Il filo rosso di coerenza, l’unico, che attraversa tutta la vita e la carriera di Mussolini, è il ricorso alla violenza. M smonta anche il mito del fascismo sansepolcrino mezzo socialista e mezzo rivoluzionario e quindi più buono, puro o pulito di quello che invase l’Etiopia o l’Albania o si alleò con la Germania. Il fascismo fu molte cose, ma prima di tutto, sommamente e per tutto il ventennio, fu una banda di assassini. Picchiare e ammazzare non fu un errore giovanile, di foga, ma la chiave che aprì tutte le porte. Lo dice Margherita Sarfatti alla fine della stagione, alla vigilia delle elezioni del ’24: «Volere sempre di più, fino a prendersi tutto, con qualunque mezzo: questo è il fascismo». Lo stesso Mussolini, nella serie, ha paura degli squadristi: che gli rovinino i piani più politici con la loro sete di pugni e di sangue, che gli si rivoltino contro. Li chiama “cani”, li disprezza, ma gli servono per portare il suo messaggio a tutti, anche a chi non lo vorrebbe ascoltare. Loro uccidono, picchiano e silenziano, e il Paese si sente più sicuro. Il fascismo prospera sul terrore del socialismo, la borghesia avvicina Cesare Rossi come il Gatto e la Volpe avvicinano Pinocchio.
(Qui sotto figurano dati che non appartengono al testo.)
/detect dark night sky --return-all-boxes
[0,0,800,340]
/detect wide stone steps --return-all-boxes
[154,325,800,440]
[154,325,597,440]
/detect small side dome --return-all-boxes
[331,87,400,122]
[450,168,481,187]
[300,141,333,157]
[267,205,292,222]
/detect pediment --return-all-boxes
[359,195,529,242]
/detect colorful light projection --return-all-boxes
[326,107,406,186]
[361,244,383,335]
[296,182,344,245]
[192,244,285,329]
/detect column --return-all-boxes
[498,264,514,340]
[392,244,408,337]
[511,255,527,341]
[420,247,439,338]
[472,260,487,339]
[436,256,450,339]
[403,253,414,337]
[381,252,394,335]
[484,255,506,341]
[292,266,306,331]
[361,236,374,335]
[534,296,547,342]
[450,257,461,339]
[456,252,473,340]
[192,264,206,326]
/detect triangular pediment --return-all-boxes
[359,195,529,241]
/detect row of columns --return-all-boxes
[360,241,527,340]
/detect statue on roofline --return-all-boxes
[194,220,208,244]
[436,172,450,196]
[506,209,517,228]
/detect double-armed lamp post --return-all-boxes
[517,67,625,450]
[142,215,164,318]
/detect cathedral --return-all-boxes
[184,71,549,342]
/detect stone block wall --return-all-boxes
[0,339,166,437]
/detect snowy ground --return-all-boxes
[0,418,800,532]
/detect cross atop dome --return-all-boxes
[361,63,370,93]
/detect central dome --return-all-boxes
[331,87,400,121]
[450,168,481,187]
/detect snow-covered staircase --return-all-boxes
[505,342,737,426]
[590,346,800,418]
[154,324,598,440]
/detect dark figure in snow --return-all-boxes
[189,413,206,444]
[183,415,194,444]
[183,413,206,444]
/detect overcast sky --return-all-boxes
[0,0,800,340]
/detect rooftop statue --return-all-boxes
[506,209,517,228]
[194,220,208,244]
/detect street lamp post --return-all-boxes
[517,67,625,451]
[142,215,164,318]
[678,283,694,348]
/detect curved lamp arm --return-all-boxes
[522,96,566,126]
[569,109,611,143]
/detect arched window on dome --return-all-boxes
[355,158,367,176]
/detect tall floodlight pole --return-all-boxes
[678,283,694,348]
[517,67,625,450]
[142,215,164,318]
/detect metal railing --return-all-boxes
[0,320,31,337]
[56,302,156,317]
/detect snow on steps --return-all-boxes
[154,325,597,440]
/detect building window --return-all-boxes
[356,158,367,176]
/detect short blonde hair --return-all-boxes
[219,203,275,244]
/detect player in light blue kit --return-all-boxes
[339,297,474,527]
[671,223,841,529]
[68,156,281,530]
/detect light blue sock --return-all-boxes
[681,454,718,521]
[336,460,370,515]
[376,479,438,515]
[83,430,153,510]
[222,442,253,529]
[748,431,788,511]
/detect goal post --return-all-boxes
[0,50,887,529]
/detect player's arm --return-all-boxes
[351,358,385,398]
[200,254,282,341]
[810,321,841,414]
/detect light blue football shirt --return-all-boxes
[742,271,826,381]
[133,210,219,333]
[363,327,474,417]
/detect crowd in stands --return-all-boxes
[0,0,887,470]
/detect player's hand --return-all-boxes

Una delle scene migliori si trova nella seconda puntata, è una riunione del Fascio ormai sempre più popolata. Mussolini cammina tra due ali di gente, le due anime del fascismo. Da un lato le camicie nere, coltello tra i denti, mani sporche di sangue, pronte all’azione e all’omicidio. «Il mio popolo», dice lui. Dall’altro lato, i piccolo-borghesi spaventati dal caos, dal Biennio rosso, dal socialismo, che si rifugiano sotto l’ala della violenza nera, conservatrice. «Il mio nuovo popolo», dice Mussolini, «il popolo della paura».